She said in the past few years she’s watched as her reach on her social media sites, Facebook and Twitter, has been artificially deppressed. “I can now see when I upload something on Twitter, and I’ve been on it since pretty much the start, it will get a few thousand impressions. And then I’ll post the same thing on Parler and it will get 2.1 million views. We can now see the impact that Big Tech has had on some of us.”
Just as traditional media dropped all objectivity in 2016, Attkisson said, Big Tech lost it in the weeks leading up to the 2020 election. They are no longer hiding their bias in algorithms meant to suppress conservative content. Most famously, Twitter censored the New York Post’s Hunter and Joe Biden corruption story. According to a post-election survey conducted by the Media Research Center 82 percent of voters were completely unaware of Trump’s successes, Biden’s corruption and the far left politics of his running mate, Kamala Harris. One in six, 17 percent, Biden voters said they would NOT have voted for Joe if they had known about one or more of these stories.

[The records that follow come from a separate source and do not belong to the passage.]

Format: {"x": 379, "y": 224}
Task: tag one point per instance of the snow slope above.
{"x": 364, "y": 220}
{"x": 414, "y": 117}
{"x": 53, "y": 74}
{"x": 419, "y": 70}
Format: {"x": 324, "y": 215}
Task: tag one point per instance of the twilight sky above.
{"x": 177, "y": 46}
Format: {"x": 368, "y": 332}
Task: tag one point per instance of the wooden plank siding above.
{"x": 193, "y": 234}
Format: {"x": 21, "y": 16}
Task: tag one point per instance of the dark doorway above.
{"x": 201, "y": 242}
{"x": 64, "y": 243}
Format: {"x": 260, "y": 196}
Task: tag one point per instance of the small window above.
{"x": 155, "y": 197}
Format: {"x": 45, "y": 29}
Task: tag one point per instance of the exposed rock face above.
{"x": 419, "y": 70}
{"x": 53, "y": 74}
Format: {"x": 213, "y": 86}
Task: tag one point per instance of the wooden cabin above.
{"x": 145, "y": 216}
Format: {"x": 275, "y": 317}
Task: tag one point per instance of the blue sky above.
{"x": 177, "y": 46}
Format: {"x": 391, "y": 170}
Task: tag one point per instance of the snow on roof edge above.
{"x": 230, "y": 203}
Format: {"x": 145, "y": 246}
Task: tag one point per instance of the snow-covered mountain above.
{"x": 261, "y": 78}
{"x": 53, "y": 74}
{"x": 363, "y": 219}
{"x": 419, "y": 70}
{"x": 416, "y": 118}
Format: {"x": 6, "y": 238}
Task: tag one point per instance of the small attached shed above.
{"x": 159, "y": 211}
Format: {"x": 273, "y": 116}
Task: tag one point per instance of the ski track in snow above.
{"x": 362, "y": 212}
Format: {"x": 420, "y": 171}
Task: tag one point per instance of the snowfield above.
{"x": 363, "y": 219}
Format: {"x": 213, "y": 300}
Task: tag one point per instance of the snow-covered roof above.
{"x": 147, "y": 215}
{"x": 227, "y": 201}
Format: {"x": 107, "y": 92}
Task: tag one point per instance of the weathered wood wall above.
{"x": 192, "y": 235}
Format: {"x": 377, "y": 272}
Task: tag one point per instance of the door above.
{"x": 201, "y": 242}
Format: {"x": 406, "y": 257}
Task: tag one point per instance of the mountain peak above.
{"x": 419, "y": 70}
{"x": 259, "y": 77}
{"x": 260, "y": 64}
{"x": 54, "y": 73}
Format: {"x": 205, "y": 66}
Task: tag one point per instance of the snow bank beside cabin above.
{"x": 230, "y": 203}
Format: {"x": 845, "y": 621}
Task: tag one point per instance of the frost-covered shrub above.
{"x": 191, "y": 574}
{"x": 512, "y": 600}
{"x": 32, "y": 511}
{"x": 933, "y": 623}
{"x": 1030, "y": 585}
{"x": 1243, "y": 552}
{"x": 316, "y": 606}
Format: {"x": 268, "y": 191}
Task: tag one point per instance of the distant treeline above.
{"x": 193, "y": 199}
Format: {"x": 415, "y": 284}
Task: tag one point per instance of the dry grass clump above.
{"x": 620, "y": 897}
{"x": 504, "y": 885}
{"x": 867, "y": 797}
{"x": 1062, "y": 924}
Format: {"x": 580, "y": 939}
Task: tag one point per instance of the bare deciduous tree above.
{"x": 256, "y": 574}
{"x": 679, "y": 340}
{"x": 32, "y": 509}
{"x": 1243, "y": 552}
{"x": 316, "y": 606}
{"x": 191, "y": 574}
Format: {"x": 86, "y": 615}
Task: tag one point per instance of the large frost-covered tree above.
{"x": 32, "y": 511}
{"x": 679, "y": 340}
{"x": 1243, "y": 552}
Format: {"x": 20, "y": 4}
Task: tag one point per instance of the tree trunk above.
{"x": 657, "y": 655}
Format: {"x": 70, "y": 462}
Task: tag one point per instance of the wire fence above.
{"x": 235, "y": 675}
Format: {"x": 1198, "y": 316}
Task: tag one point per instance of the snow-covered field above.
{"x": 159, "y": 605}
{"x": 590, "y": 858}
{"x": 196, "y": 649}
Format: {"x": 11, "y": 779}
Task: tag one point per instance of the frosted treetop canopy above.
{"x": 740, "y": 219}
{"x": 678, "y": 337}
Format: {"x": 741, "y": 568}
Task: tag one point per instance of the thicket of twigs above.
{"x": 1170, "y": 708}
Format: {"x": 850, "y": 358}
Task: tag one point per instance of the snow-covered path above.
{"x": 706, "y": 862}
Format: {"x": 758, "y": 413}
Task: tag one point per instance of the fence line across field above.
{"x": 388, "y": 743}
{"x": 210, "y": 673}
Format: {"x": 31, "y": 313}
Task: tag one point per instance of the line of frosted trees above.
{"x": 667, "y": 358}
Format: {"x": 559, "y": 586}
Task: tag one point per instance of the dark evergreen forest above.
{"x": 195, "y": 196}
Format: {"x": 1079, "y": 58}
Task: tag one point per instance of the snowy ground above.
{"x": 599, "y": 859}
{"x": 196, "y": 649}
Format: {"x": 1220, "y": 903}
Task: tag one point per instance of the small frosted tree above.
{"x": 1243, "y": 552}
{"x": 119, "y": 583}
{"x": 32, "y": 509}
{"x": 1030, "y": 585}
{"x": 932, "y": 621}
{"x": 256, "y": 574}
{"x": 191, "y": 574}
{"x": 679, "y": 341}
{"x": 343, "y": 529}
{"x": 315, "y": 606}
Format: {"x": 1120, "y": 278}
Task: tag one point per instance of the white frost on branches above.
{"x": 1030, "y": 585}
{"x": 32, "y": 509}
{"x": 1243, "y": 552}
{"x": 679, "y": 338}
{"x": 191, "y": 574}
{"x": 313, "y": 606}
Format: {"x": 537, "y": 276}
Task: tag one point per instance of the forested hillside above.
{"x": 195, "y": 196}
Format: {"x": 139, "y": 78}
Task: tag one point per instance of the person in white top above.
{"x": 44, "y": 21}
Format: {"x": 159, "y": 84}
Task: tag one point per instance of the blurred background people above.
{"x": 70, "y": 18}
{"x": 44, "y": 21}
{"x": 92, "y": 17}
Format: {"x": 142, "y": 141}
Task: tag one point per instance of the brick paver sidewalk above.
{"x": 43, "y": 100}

Attkisson says there is no doubt the press inappropriately covered this past election. She recalled how in the weeks and months leading up to the election, the media was warning us about possible interference from Russia and China.
“Any rational journalist would have gone into this election on high alert looking for any mischief,” Attkisson said, “whether committed by the Biden campaign, the Trump campaign or by foreign entities. Instead, we have this unprecedented election where one person is ahead by a lot on election night and then in the next few days, as counting is stopped, and then started, and observers are blocked, the other candidate pulls into a strong lead. That doesn’t mean there was fraud, but it certainly is reason for the media to be skeptical. Instead, the media collectively shrugged their shoulders and said, ‘Who cares? It’s over.’”
Attkisson said she’s confident that Americans aren’t blindly accepting the narrative of biased media outlets. She points to the fact that Trump got 11 million more votes in 2020 compared to four years ago much of it from the African-American and Latino communities.
Attkisson warns Americans not to live in what she calls “the box,” of the internet news world. “It is not a real reflection of is going on in society. It is designed to give you a certain picture, to make you feel like you are an outlier.” She describes it as a “managed reality” that doesn’t reflect the reality of our outside lives. She urges Americans to “stay grounded in the friends and families and trust what you see there.”